From: Amit Kapila <amit(dot)kapila16(at)gmail(dot)com>
To: pgsql-hackers <pgsql-hackers(at)postgresql(dot)org>
Subject: Re: parallelize queries containing initplans
Date: 2017-03-14 09:50:04
Message-ID: CAA4eK1KpwhxYUe1iRi5Q-jWD_1kOpgSaP=zj35OnoWH2MoHVoA@mail.gmail.com
Views: Raw Message | Whole Thread | Download mbox
Thread:
Lists: pgsql-hackers

On Fri, Feb 10, 2017 at 4:34 PM, Amit Kapila <amit(dot)kapila16(at)gmail(dot)com> wrote:
>
> I could see two possibilities to determine whether the plan (for which
> we are going to generate an initplan) contains a reference to a
> correlated var param node. One is to write a plan or path walker to
> determine any such reference and the second is to keep the information
> about the correlated param in path node. I think the drawback of the
> first approach is that traversing path tree during generation of
> initplan can be costly, so for now I have kept the information in path
> node to prohibit generating parallel initplans which contain a
> reference to correlated vars. I think we can go with first approach of
> using path walker if people feel that is better than maintaining a
> reference in path. Attached patch
> prohibit_parallel_correl_params_v1.patch implements the second
> approach of keeping the correlated var param reference in path node
> and pq_pushdown_initplan_v2.patch uses that to generate parallel
> initplans.
>

Two weeks back when Robert was in Bangalore, we (myself, Kuntal and
Robert) had a discussion on this patch. He mentioned that the idea
of pulling up initplans (uncorrelated initplans) at Gather node (and
then execute them and share the values to each worker) used in this
patch doesn't sound appealing and has a chance of bugs in some corner
cases. We discussed an idea where the first worker to access the
initplan will evaluate it and then share the value with other
participating processes, but with that, we won't be able to use
parallelism in the execution of Initplan due to the restriction of
multiple levels of Gather node. Another idea we discussed is that we
can evaluate the Initplans at Gather node if it is used as an external
param (plan->extParam) at or below the Gather node.

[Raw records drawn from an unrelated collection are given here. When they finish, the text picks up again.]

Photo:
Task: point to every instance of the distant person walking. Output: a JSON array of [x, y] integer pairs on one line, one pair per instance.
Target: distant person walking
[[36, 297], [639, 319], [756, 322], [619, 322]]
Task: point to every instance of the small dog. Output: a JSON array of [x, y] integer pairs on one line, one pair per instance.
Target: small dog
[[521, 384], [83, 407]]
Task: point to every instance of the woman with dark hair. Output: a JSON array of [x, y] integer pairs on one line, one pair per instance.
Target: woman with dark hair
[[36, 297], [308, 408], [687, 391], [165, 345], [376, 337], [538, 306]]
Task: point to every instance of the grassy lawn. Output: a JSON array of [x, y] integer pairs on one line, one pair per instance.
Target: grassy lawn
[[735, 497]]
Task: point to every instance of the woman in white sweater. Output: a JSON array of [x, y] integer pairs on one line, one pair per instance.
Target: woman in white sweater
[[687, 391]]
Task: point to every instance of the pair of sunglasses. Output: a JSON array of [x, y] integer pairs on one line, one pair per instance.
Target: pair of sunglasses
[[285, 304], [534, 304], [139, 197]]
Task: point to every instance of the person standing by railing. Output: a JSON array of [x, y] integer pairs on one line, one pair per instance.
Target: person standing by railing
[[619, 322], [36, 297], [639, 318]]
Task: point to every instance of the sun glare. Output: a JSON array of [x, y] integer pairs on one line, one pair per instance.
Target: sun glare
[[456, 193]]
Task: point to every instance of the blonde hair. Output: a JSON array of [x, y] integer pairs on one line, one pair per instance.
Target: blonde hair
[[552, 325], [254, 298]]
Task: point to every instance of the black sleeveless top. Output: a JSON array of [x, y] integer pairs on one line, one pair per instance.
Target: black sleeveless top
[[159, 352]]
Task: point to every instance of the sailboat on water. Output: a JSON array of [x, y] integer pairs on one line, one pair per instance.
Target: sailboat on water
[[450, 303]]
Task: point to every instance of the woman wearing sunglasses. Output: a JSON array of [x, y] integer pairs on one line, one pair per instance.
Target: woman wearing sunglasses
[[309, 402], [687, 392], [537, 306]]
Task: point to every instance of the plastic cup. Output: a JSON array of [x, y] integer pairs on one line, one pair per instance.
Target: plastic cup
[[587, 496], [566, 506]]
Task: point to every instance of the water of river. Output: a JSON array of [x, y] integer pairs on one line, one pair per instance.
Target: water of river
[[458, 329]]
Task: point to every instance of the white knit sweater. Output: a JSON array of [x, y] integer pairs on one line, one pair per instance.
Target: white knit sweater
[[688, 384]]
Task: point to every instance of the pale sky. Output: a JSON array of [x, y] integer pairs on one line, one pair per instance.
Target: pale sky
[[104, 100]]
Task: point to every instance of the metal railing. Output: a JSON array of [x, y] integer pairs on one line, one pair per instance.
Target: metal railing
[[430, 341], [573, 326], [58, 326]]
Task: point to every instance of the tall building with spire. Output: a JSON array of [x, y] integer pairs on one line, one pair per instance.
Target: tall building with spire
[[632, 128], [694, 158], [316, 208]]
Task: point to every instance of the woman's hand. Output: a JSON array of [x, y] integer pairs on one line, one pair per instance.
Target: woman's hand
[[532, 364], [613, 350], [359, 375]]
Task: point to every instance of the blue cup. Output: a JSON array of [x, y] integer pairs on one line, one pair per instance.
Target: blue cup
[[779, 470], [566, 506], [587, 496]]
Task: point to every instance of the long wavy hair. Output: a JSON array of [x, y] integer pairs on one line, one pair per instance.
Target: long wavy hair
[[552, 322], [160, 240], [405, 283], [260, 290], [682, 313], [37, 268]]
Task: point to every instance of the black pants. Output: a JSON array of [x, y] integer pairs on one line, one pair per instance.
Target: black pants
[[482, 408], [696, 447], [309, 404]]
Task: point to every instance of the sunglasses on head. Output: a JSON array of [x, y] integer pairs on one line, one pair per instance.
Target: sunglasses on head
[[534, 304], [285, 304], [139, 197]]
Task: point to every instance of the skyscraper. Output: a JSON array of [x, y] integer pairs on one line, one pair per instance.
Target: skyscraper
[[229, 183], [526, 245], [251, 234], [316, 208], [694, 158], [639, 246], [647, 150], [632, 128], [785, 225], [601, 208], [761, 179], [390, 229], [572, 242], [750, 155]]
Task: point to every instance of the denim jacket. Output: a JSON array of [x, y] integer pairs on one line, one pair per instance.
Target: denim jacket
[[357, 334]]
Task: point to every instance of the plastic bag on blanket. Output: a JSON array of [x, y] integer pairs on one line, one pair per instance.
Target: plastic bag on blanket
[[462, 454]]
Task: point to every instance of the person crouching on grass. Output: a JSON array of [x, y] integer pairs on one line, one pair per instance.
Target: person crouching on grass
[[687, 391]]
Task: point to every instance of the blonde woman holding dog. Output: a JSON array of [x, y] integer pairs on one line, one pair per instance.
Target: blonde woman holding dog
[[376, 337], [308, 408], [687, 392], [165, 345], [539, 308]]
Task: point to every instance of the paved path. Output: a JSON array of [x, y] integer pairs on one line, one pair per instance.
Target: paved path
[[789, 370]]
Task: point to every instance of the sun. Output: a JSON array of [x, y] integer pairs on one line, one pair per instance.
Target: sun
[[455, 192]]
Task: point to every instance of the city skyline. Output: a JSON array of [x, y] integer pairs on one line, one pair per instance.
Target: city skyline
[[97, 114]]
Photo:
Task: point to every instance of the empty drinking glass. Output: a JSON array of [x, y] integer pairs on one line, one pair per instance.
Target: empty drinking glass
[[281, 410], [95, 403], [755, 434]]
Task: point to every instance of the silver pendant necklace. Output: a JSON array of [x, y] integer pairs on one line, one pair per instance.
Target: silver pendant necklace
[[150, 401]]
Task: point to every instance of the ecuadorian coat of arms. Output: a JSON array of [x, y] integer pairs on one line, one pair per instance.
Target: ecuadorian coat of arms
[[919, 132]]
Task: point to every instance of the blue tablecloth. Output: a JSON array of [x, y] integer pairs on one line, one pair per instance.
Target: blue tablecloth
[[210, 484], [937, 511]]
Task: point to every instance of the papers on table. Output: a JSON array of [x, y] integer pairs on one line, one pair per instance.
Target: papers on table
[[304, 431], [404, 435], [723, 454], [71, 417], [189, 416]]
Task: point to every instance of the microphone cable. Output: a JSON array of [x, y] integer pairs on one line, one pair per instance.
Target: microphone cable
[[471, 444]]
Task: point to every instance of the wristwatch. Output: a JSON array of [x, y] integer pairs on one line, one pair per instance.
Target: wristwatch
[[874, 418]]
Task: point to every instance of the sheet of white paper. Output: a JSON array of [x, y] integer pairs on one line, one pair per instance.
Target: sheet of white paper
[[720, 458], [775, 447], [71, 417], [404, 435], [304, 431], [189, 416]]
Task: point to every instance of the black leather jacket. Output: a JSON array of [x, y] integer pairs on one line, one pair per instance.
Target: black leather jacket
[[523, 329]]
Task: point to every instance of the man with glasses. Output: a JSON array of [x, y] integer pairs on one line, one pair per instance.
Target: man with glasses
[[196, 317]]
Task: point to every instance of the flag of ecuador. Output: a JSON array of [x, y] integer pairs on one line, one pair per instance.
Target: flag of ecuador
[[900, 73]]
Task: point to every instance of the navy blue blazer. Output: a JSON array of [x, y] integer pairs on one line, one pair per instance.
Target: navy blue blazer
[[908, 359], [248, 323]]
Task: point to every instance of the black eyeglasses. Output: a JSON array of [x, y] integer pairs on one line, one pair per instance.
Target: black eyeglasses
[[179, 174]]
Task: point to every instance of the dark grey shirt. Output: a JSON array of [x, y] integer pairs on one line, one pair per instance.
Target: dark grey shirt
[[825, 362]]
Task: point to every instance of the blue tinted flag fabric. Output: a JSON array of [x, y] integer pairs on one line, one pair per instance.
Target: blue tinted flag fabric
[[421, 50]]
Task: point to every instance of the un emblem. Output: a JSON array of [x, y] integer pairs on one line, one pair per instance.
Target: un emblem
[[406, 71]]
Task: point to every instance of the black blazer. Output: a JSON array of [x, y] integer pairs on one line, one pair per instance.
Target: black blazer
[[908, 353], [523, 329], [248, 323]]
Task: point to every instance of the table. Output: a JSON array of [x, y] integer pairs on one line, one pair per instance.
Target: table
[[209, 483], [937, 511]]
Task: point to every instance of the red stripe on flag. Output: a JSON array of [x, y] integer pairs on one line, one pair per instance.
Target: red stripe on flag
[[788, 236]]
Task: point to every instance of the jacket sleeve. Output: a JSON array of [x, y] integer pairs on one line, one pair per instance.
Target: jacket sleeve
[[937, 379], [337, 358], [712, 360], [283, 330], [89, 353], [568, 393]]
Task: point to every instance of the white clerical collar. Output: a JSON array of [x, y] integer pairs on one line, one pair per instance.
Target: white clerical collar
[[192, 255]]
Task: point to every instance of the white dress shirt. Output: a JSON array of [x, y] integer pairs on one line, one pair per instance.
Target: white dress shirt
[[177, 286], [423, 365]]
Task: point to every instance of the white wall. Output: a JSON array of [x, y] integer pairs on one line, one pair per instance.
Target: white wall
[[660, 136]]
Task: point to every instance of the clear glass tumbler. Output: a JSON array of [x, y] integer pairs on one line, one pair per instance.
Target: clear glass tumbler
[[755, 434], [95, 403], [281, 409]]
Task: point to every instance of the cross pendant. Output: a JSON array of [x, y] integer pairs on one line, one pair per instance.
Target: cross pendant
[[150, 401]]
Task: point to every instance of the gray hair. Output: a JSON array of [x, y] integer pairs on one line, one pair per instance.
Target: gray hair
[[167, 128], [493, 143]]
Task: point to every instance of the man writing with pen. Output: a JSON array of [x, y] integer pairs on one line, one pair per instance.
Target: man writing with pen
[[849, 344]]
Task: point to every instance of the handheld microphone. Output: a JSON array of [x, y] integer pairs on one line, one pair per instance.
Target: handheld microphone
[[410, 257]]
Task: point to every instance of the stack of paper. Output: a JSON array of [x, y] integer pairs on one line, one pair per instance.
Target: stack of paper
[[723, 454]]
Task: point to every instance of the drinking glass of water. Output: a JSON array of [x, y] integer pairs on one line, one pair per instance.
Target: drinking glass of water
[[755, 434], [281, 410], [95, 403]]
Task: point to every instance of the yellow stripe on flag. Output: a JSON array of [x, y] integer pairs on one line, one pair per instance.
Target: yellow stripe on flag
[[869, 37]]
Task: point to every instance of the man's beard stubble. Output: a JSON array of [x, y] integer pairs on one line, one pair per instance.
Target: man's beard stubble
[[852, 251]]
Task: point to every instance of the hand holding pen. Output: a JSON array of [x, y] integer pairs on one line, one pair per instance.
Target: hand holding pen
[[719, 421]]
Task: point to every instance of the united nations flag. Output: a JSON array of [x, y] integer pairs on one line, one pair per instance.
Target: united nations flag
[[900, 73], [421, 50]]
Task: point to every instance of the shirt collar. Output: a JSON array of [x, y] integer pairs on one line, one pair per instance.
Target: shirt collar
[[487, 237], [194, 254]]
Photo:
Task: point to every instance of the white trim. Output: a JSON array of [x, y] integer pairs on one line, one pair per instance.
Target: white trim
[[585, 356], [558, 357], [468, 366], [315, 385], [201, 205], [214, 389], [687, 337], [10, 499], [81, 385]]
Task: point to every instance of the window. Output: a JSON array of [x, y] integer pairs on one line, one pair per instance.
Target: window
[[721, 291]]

Based on that idea, I have modified the patch such that it will
compute the set of initplans Params that are required below gather
node and store them as bitmap of initplan params at gather node.
During set_plan_references, we can find the intersection of external
parameters that are required at Gather or nodes below it with the
initplans that are passed from same or above query level. Once the set
of initplan params are established, we evaluate those (if they are not
already evaluated) before execution of gather node and then pass the
computed value to each of the workers. To identify whether a
particular param is parallel safe or not, we check if the paramid of
the param exists in initplans at same or above query level. We don't
allow to generate gather path if there are initplans at some query
level below the current query level as those plans could be
parallel-unsafe or undirect correlated plans.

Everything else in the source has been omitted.